Une table ronde consacrée au dialogue sur la politique de pêche au Sénégal s’est achevée hier à Saly. Cette conférence, organisée par la Fondation Konrad Adenauer, a offert aux acteurs du secteur une tribune pour discuter des accords de pêche avec l’Union européenne, des licences et des obstacles rencontrés par les pêcheurs artisanaux et les opérateurs de la pêche industrielle.
Du 19 au 21 août, une rencontre réunissant divers acteurs du secteur s’est déroulée à Saly. Cette initiative de la Fondation Konrad Adenauer a permis aux responsables du secteur d’évoquer l’état de la pêche au Sénégal, les difficultés rencontrées par les professionnels et les liens du pays avec l’Union européenne. Pour Alpha Youm, représentant du président du Haut Conseil du dialogue social, la tenue de ce rendez‑vous permet à l’ensemble des acteurs d’avoir un même niveau d’information sur le secteur.
« Nous sommes très satisfaits d’être ici parce que ce cadre nous donne une vision d’ensemble du secteur de la pêche, nous aide à identifier les problèmes et les difficultés rencontrés par la pêche artisanale et la pêche industrielle, ainsi que le degré de partenariat », a-t-il déclaré.

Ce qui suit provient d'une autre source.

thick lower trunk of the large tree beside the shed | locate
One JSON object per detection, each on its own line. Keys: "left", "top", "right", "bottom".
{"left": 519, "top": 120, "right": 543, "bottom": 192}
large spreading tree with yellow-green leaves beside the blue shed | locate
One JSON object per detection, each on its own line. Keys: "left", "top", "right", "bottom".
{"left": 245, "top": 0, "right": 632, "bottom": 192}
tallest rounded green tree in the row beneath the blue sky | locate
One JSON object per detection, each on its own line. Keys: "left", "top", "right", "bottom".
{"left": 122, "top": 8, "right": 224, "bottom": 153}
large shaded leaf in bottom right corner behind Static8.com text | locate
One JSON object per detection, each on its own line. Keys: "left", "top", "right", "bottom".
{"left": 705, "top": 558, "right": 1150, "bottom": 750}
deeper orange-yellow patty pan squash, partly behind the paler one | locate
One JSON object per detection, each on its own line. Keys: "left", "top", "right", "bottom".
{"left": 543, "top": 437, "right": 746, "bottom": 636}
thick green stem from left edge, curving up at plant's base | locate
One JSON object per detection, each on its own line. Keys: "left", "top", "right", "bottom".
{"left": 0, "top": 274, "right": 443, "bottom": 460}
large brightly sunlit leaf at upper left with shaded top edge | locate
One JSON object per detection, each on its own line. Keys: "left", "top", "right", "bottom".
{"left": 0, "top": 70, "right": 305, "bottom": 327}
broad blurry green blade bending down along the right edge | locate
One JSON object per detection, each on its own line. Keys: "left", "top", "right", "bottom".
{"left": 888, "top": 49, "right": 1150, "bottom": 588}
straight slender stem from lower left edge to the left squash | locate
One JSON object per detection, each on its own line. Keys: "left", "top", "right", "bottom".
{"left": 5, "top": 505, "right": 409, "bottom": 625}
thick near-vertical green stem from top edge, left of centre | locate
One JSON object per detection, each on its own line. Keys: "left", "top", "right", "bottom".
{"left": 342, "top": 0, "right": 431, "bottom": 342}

Selon lui, la pêche est un secteur « porteur de croissance et créateur d’emplois » qui mérite d’être restructuré. « Parmi les recommandations majeures figuraient le renforcement des moyens consacrés à la sécurité maritime et la poursuite du dialogue entre les acteurs de la pêche artisanale et ceux de la pêche industrielle. C’est une condition nécessaire pour restructurer le secteur », a‑t‑il ajouté, tout en appelant à revoir et à « améliorer le partenariat entre le Sénégal et l’Union européenne, dans l’intérêt du pays ».
Les conditions pour de nouveaux accords
Pour sa part, Massal Fall, vétérinaire biologique de la pêche et enseignant-chercheur au département Pêche et Aquaculture et Conservation des ressources, estiment que les accords de pêche entre le Sénégal et l’Union européenne ont connu des évolutions considérables au fil des années.
« Les accords de pêche ont connu plusieurs évolutions au fil des années, notamment en ce qui concerne les conditions d’accès aux ressources et leur encadrement », a-t-il expliqué. De ce fait, le chercheur estime que la question du surplus de production est importante dans la conclusion d’un accord de pêche. Dans ce sillage, l’accord entre l’UE et le Sénégal n’est plus avantageux pour l’État sénégalais, pense-t-il. « On ne peut négocier des accords que quand on dispose de surplus de production. Quand vous n’avez plus ce surplus de production, vous ne pouvez pas signer des accords de pêche », a-t-il soutenu. Dans ce contexte, Massal Fall estime que le Sénégal doit faire preuve de prudence dans l’octroi de nouvelles licences et la conclusion d’accords avec des partenaires étrangers. Pour lui, la priorité doit être accordée aux besoins de la population et à la préservation des ressources halieutiques. « Au-delà même de l’Union européenne, théoriquement, le Sénégal ne peut signer aucun accord avec un quelconque État tiers », a-t-il déclaré.
Pour sa part, l’économiste Moustapha Dème a relevé plusieurs difficultés qui affectent le secteur, notamment la surpêche, la surcapacité de la flotte, le surinvestissement et la pêche illicite. « Aujourd’hui, il n’y a pas suffisamment de poissons pour les Sénégalais, malgré ce potentiel halieutique », a-t-il déploré. Selon lui, une partie importante des ressources débarquées est destinée aux marchés extérieurs, alors que les besoins du marché national restent importants. L’économiste déplore l’exportation de produits halieutiques en l’état , notamment les petits pélagiques congelés entiers, puis ensuite transformés dans d’autres pays. « Les femmes transformatrices auraient pu accéder à cette matière, transformer ces produits et permettre au Sénégal d’exporter des produits élaborés, transformés, qui créent de la richesse nationale, de la valeur ajoutée et consolident les emplois », a-t-il soutenu.